From Wikipedia, the free encyclopedia

Jesse Lukens (8 August 1748 – December 25 1775) was an American surveyor.

Son of Sarah and John Lukens, Surveyor-General of Pennsylvania, Jesse Lukens followed in his father’s footsteps, serving as a deputy surveyor up until his early death. In 1769 he worked alongside his father and David Rittenhouse at the request of the Astronomer Royal to take measurements of Philadelphia and Norristown.[1] He was elected as a member to the American Philosophical Society in 1772.[2]

In 1774 the land office sent Lukens to survey the northeast branch of the Susquehanna River.
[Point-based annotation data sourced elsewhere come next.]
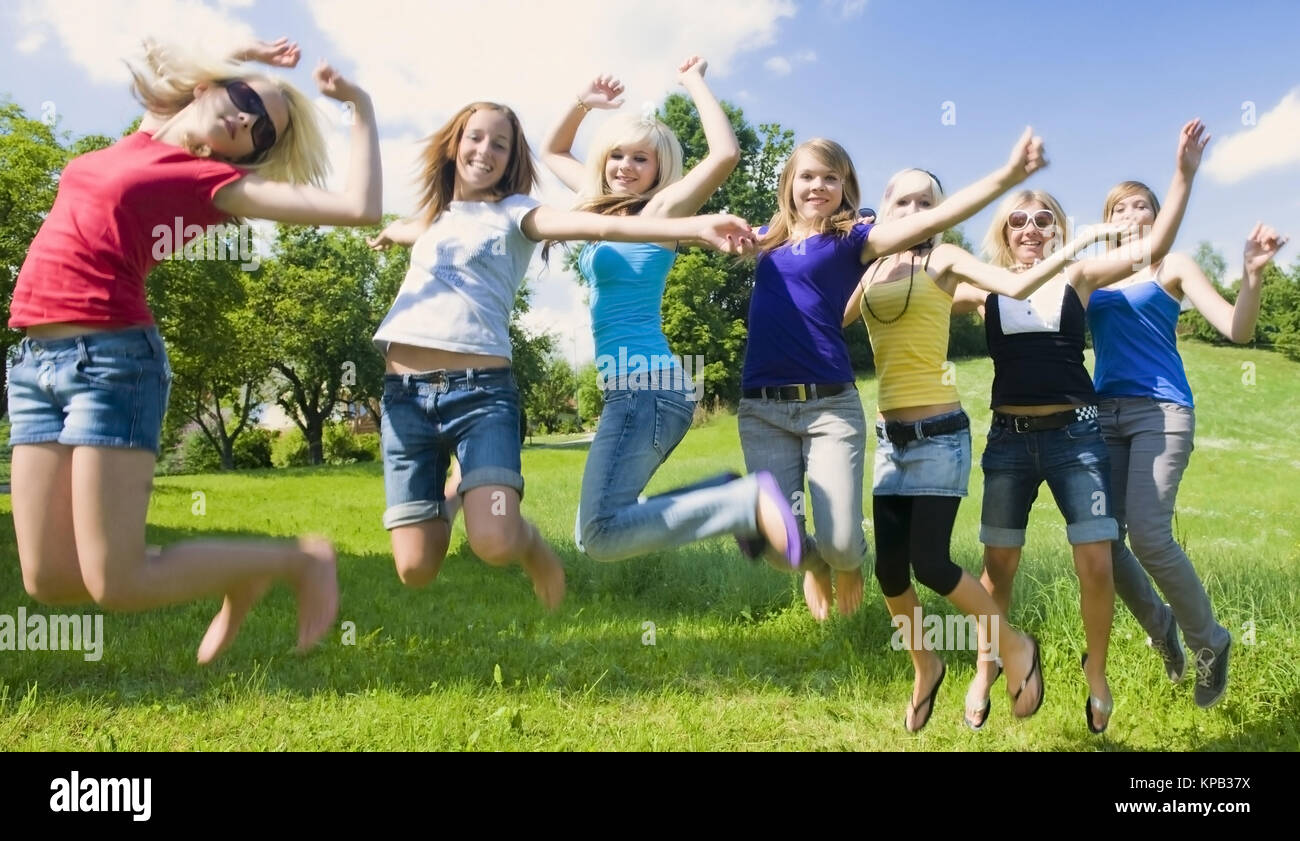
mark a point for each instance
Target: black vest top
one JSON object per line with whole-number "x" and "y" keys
{"x": 1043, "y": 367}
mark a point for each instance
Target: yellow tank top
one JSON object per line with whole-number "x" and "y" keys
{"x": 908, "y": 321}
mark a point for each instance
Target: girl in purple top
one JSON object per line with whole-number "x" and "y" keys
{"x": 801, "y": 415}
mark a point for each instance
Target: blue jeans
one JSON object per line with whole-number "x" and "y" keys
{"x": 637, "y": 432}
{"x": 1075, "y": 465}
{"x": 429, "y": 416}
{"x": 100, "y": 390}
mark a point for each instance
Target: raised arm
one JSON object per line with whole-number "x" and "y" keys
{"x": 402, "y": 232}
{"x": 957, "y": 265}
{"x": 722, "y": 232}
{"x": 1235, "y": 321}
{"x": 688, "y": 195}
{"x": 360, "y": 200}
{"x": 1123, "y": 261}
{"x": 603, "y": 92}
{"x": 893, "y": 235}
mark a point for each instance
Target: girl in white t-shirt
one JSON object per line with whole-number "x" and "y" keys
{"x": 449, "y": 388}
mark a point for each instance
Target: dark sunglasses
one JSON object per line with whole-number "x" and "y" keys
{"x": 263, "y": 129}
{"x": 1043, "y": 220}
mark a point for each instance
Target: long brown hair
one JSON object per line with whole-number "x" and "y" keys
{"x": 438, "y": 161}
{"x": 787, "y": 219}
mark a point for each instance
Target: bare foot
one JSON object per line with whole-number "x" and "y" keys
{"x": 848, "y": 586}
{"x": 545, "y": 569}
{"x": 451, "y": 494}
{"x": 817, "y": 592}
{"x": 316, "y": 588}
{"x": 225, "y": 624}
{"x": 976, "y": 694}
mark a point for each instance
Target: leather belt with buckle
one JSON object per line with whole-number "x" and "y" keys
{"x": 801, "y": 391}
{"x": 1043, "y": 423}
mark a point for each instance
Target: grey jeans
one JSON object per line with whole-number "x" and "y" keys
{"x": 822, "y": 439}
{"x": 1151, "y": 443}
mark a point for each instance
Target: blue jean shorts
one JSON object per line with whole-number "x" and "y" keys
{"x": 935, "y": 465}
{"x": 428, "y": 417}
{"x": 1075, "y": 464}
{"x": 96, "y": 390}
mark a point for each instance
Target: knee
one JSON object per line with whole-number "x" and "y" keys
{"x": 1152, "y": 543}
{"x": 51, "y": 589}
{"x": 940, "y": 575}
{"x": 893, "y": 579}
{"x": 501, "y": 543}
{"x": 1001, "y": 562}
{"x": 112, "y": 594}
{"x": 1093, "y": 566}
{"x": 417, "y": 569}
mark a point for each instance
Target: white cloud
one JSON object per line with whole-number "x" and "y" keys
{"x": 31, "y": 42}
{"x": 99, "y": 35}
{"x": 1266, "y": 146}
{"x": 778, "y": 65}
{"x": 848, "y": 8}
{"x": 423, "y": 63}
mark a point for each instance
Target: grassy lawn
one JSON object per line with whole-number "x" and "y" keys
{"x": 473, "y": 662}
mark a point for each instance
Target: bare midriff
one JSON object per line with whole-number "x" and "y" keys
{"x": 910, "y": 414}
{"x": 407, "y": 359}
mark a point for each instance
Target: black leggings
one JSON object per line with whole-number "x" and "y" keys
{"x": 915, "y": 529}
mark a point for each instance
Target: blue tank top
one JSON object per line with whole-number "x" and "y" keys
{"x": 627, "y": 297}
{"x": 1134, "y": 334}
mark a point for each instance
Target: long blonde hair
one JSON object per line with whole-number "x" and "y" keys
{"x": 895, "y": 185}
{"x": 438, "y": 161}
{"x": 165, "y": 86}
{"x": 787, "y": 219}
{"x": 627, "y": 130}
{"x": 997, "y": 248}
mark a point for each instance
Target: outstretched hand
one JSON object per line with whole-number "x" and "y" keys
{"x": 333, "y": 85}
{"x": 605, "y": 92}
{"x": 1027, "y": 156}
{"x": 1191, "y": 144}
{"x": 277, "y": 53}
{"x": 1261, "y": 246}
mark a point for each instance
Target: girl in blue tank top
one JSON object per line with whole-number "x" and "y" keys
{"x": 1148, "y": 421}
{"x": 635, "y": 168}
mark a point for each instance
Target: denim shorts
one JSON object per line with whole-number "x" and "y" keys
{"x": 1075, "y": 464}
{"x": 936, "y": 465}
{"x": 96, "y": 390}
{"x": 428, "y": 417}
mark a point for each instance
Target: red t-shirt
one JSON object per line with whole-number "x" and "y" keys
{"x": 104, "y": 234}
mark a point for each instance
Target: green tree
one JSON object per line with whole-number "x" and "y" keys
{"x": 553, "y": 399}
{"x": 316, "y": 302}
{"x": 217, "y": 346}
{"x": 706, "y": 297}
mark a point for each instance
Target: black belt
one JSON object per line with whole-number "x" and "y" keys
{"x": 1040, "y": 423}
{"x": 901, "y": 433}
{"x": 801, "y": 391}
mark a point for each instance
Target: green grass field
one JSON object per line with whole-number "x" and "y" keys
{"x": 473, "y": 662}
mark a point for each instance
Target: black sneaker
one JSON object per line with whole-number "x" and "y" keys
{"x": 1210, "y": 676}
{"x": 1170, "y": 649}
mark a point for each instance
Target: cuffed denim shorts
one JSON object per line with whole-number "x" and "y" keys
{"x": 428, "y": 417}
{"x": 937, "y": 465}
{"x": 99, "y": 390}
{"x": 1075, "y": 464}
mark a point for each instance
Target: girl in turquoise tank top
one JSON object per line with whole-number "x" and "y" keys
{"x": 1148, "y": 421}
{"x": 635, "y": 168}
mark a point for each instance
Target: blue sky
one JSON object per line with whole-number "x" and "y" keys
{"x": 1108, "y": 89}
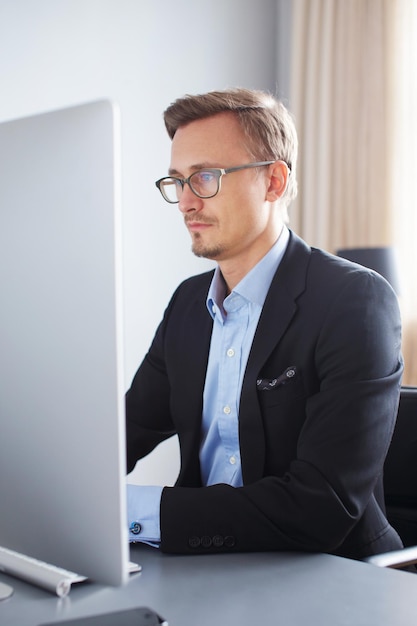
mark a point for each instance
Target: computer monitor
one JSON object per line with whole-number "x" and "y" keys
{"x": 62, "y": 443}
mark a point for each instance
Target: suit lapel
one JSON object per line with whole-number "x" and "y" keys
{"x": 278, "y": 311}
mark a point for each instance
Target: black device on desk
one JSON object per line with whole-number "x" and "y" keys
{"x": 141, "y": 616}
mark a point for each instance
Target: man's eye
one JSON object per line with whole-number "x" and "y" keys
{"x": 205, "y": 177}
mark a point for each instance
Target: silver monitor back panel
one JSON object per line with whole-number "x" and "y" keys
{"x": 62, "y": 452}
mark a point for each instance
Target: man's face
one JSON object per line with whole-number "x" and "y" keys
{"x": 239, "y": 223}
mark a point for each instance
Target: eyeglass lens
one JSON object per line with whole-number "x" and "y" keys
{"x": 203, "y": 183}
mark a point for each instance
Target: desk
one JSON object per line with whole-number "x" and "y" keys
{"x": 235, "y": 590}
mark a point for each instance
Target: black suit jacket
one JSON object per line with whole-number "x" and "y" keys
{"x": 317, "y": 412}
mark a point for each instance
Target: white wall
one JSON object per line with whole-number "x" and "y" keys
{"x": 143, "y": 54}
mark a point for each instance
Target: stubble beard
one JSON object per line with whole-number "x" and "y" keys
{"x": 206, "y": 252}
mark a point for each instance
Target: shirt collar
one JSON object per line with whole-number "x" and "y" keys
{"x": 255, "y": 285}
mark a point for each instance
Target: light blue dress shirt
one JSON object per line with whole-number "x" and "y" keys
{"x": 235, "y": 319}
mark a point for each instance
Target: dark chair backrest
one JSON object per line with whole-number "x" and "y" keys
{"x": 400, "y": 470}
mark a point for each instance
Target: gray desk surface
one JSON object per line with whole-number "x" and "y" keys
{"x": 234, "y": 590}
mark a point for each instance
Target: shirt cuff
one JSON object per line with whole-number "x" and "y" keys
{"x": 143, "y": 506}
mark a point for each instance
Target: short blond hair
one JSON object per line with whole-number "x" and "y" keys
{"x": 267, "y": 124}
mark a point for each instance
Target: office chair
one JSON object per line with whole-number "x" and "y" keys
{"x": 400, "y": 484}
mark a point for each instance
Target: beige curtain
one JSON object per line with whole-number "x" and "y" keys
{"x": 345, "y": 96}
{"x": 404, "y": 166}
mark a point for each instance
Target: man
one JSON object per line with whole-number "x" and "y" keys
{"x": 280, "y": 372}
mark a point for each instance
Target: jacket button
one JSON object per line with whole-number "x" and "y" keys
{"x": 194, "y": 542}
{"x": 206, "y": 541}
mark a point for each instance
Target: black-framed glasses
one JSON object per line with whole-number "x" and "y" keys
{"x": 204, "y": 183}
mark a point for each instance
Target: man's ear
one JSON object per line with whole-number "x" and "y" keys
{"x": 278, "y": 180}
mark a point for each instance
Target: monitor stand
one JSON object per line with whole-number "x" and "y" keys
{"x": 5, "y": 591}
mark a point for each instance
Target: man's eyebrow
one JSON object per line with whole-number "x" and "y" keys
{"x": 195, "y": 167}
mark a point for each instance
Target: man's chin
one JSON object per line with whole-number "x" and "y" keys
{"x": 205, "y": 252}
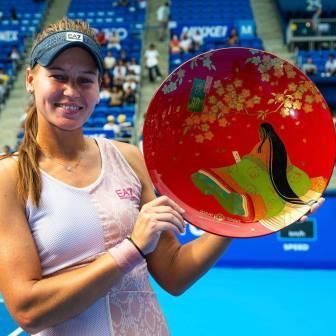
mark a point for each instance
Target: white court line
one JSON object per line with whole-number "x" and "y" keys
{"x": 16, "y": 332}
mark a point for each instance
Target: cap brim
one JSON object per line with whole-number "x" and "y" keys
{"x": 48, "y": 56}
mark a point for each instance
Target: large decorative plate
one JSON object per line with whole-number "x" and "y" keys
{"x": 242, "y": 140}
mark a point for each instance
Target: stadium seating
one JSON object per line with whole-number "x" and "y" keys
{"x": 291, "y": 12}
{"x": 215, "y": 19}
{"x": 18, "y": 21}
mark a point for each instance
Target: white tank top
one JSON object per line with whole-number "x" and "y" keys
{"x": 72, "y": 226}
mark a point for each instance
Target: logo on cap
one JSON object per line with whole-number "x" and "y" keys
{"x": 74, "y": 36}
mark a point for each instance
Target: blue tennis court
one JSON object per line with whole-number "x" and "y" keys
{"x": 233, "y": 301}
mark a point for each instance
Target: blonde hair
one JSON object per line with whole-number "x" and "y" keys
{"x": 29, "y": 176}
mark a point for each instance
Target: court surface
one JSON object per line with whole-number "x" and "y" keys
{"x": 240, "y": 302}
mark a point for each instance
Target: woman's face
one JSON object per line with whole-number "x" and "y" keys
{"x": 67, "y": 91}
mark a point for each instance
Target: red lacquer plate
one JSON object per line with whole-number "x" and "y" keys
{"x": 242, "y": 140}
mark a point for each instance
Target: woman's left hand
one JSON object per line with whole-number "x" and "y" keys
{"x": 313, "y": 209}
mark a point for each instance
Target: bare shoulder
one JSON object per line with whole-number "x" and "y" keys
{"x": 8, "y": 173}
{"x": 134, "y": 157}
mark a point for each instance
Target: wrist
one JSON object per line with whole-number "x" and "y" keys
{"x": 126, "y": 255}
{"x": 136, "y": 246}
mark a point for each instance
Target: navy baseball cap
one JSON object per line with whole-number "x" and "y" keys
{"x": 52, "y": 45}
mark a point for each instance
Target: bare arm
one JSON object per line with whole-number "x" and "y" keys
{"x": 175, "y": 267}
{"x": 35, "y": 302}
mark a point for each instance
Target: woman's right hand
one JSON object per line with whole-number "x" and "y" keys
{"x": 161, "y": 214}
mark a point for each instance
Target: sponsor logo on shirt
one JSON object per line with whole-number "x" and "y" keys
{"x": 126, "y": 193}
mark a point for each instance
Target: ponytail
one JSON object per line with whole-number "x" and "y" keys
{"x": 30, "y": 182}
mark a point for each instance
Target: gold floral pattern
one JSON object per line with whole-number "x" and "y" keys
{"x": 230, "y": 97}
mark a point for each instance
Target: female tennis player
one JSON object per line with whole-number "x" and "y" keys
{"x": 80, "y": 226}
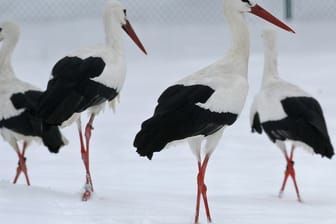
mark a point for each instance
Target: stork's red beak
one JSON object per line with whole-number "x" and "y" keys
{"x": 129, "y": 30}
{"x": 259, "y": 11}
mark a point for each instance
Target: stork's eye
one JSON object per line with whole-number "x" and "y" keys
{"x": 247, "y": 1}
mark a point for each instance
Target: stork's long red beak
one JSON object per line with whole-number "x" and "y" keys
{"x": 259, "y": 11}
{"x": 129, "y": 30}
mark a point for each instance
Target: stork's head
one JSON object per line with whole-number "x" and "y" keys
{"x": 9, "y": 30}
{"x": 244, "y": 6}
{"x": 117, "y": 12}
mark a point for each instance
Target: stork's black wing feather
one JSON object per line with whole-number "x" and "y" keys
{"x": 178, "y": 117}
{"x": 304, "y": 122}
{"x": 72, "y": 89}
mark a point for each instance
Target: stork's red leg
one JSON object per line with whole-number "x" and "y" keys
{"x": 202, "y": 189}
{"x": 198, "y": 198}
{"x": 86, "y": 159}
{"x": 21, "y": 164}
{"x": 290, "y": 171}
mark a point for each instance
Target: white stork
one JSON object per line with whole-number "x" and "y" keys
{"x": 18, "y": 103}
{"x": 286, "y": 113}
{"x": 89, "y": 79}
{"x": 199, "y": 107}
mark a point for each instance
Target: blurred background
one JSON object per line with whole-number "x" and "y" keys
{"x": 153, "y": 11}
{"x": 181, "y": 37}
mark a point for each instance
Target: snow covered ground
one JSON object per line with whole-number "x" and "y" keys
{"x": 245, "y": 172}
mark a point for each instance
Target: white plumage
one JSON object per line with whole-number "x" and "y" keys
{"x": 18, "y": 122}
{"x": 197, "y": 108}
{"x": 287, "y": 114}
{"x": 89, "y": 79}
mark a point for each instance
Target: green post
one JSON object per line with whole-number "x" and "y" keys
{"x": 289, "y": 9}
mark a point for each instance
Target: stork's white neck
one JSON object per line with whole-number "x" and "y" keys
{"x": 7, "y": 48}
{"x": 113, "y": 32}
{"x": 240, "y": 49}
{"x": 270, "y": 62}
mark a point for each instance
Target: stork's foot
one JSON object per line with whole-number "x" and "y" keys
{"x": 87, "y": 193}
{"x": 21, "y": 168}
{"x": 290, "y": 172}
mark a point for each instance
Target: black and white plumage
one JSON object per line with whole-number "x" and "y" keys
{"x": 197, "y": 108}
{"x": 286, "y": 113}
{"x": 18, "y": 102}
{"x": 88, "y": 80}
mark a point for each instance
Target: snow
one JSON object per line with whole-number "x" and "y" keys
{"x": 245, "y": 172}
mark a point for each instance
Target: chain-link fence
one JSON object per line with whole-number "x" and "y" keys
{"x": 155, "y": 11}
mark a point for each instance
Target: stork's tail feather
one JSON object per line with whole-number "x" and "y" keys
{"x": 149, "y": 139}
{"x": 53, "y": 139}
{"x": 328, "y": 151}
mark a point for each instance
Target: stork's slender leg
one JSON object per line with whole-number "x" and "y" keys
{"x": 85, "y": 156}
{"x": 202, "y": 189}
{"x": 290, "y": 171}
{"x": 22, "y": 163}
{"x": 198, "y": 197}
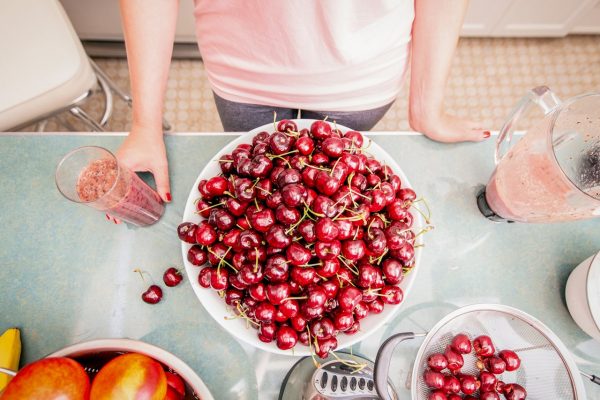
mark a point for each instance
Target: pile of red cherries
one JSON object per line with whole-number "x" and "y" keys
{"x": 305, "y": 234}
{"x": 449, "y": 386}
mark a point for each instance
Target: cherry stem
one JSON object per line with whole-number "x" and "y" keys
{"x": 281, "y": 155}
{"x": 222, "y": 259}
{"x": 256, "y": 263}
{"x": 295, "y": 298}
{"x": 351, "y": 268}
{"x": 312, "y": 351}
{"x": 311, "y": 265}
{"x": 272, "y": 156}
{"x": 334, "y": 165}
{"x": 209, "y": 207}
{"x": 142, "y": 274}
{"x": 342, "y": 279}
{"x": 356, "y": 367}
{"x": 315, "y": 167}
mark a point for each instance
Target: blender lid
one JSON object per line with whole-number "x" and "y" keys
{"x": 593, "y": 289}
{"x": 304, "y": 381}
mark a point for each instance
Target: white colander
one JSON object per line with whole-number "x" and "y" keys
{"x": 547, "y": 370}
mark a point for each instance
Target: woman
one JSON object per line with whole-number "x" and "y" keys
{"x": 345, "y": 59}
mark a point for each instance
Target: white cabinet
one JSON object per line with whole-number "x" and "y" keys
{"x": 530, "y": 18}
{"x": 99, "y": 20}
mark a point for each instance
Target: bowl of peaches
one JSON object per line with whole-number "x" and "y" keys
{"x": 107, "y": 369}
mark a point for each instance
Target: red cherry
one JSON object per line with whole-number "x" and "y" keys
{"x": 343, "y": 320}
{"x": 407, "y": 194}
{"x": 197, "y": 256}
{"x": 328, "y": 250}
{"x": 325, "y": 346}
{"x": 322, "y": 329}
{"x": 437, "y": 395}
{"x": 289, "y": 308}
{"x": 298, "y": 255}
{"x": 495, "y": 365}
{"x": 286, "y": 337}
{"x": 152, "y": 295}
{"x": 513, "y": 391}
{"x": 320, "y": 129}
{"x": 258, "y": 292}
{"x": 434, "y": 380}
{"x": 356, "y": 138}
{"x": 512, "y": 360}
{"x": 276, "y": 237}
{"x": 172, "y": 277}
{"x": 280, "y": 143}
{"x": 437, "y": 362}
{"x": 265, "y": 311}
{"x": 219, "y": 278}
{"x": 487, "y": 381}
{"x": 187, "y": 232}
{"x": 455, "y": 360}
{"x": 278, "y": 292}
{"x": 468, "y": 384}
{"x": 333, "y": 147}
{"x": 233, "y": 296}
{"x": 298, "y": 322}
{"x": 461, "y": 344}
{"x": 392, "y": 294}
{"x": 489, "y": 396}
{"x": 216, "y": 186}
{"x": 348, "y": 297}
{"x": 451, "y": 384}
{"x": 305, "y": 145}
{"x": 286, "y": 125}
{"x": 316, "y": 297}
{"x": 303, "y": 276}
{"x": 326, "y": 230}
{"x": 392, "y": 271}
{"x": 484, "y": 347}
{"x": 205, "y": 234}
{"x": 204, "y": 277}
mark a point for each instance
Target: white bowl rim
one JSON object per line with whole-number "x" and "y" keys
{"x": 297, "y": 351}
{"x": 131, "y": 345}
{"x": 593, "y": 289}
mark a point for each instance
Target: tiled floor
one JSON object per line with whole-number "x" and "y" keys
{"x": 487, "y": 79}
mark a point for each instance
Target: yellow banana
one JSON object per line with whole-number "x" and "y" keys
{"x": 10, "y": 353}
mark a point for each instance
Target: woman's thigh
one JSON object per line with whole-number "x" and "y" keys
{"x": 359, "y": 120}
{"x": 240, "y": 117}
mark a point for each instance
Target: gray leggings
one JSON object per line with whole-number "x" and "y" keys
{"x": 240, "y": 117}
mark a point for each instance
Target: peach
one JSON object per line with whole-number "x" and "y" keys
{"x": 130, "y": 376}
{"x": 49, "y": 379}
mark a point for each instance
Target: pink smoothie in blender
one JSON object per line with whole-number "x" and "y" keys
{"x": 553, "y": 172}
{"x": 93, "y": 176}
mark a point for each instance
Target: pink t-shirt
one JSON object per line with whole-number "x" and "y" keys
{"x": 327, "y": 55}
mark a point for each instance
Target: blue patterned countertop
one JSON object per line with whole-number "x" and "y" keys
{"x": 66, "y": 273}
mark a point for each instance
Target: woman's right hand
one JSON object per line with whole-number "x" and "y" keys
{"x": 143, "y": 150}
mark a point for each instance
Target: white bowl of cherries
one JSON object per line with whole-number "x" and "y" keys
{"x": 305, "y": 231}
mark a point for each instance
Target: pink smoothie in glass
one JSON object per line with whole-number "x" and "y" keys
{"x": 529, "y": 185}
{"x": 105, "y": 185}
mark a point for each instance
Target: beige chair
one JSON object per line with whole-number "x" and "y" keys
{"x": 44, "y": 69}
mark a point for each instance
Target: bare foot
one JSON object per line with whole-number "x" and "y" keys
{"x": 450, "y": 129}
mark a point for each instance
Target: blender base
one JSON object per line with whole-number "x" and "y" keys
{"x": 485, "y": 209}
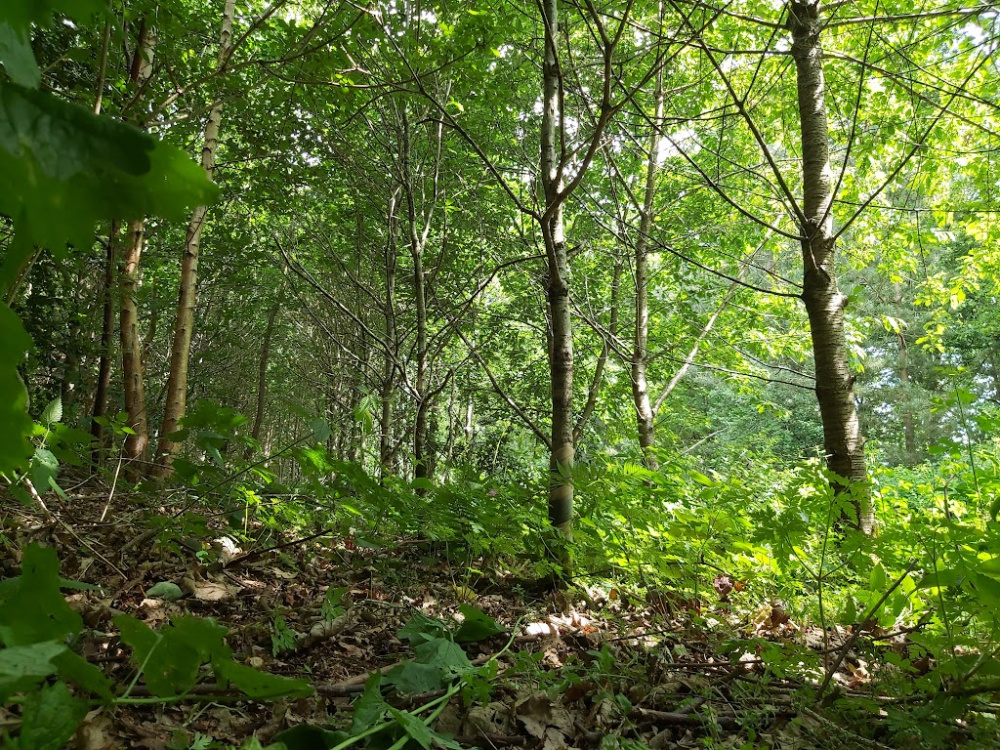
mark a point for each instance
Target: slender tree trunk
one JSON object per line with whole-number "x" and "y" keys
{"x": 136, "y": 444}
{"x": 416, "y": 241}
{"x": 557, "y": 282}
{"x": 388, "y": 390}
{"x": 265, "y": 357}
{"x": 176, "y": 393}
{"x": 645, "y": 415}
{"x": 107, "y": 334}
{"x": 602, "y": 359}
{"x": 823, "y": 299}
{"x": 909, "y": 422}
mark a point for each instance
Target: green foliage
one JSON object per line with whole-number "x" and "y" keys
{"x": 440, "y": 663}
{"x": 63, "y": 168}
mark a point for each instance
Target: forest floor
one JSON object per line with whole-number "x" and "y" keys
{"x": 591, "y": 667}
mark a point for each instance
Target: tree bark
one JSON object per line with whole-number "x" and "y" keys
{"x": 176, "y": 393}
{"x": 107, "y": 333}
{"x": 136, "y": 444}
{"x": 557, "y": 283}
{"x": 388, "y": 389}
{"x": 645, "y": 415}
{"x": 823, "y": 299}
{"x": 416, "y": 241}
{"x": 265, "y": 357}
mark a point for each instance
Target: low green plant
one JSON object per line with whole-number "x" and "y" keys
{"x": 440, "y": 664}
{"x": 56, "y": 687}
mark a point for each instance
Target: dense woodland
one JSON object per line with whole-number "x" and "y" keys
{"x": 650, "y": 348}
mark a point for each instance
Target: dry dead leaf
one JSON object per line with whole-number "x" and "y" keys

The following year Lukens joined an expedition up the Susquehanna to evict what they saw as an illegal settlement by Connecticut in the Wyoming Valley, going, in his words “for the fun of the thing”. In an attempt to take the Connecticut fortifications by boat, Lukens came under heavy fire and ultimately died of a gunshot wound three days later, at twenty seven years of age.[3]

References

[edit]
  1. ^ "Lukens family papers | Manuscript and Archival Collection Finding Aids". library.udel.edu. Retrieved 2021-07-12.
  2. ^ "APS Member History". search.amphilsoc.org. Retrieved 2021-07-12.
  3. ^ The Historical Record. Press of the Wilkes-Barre Record. 1899.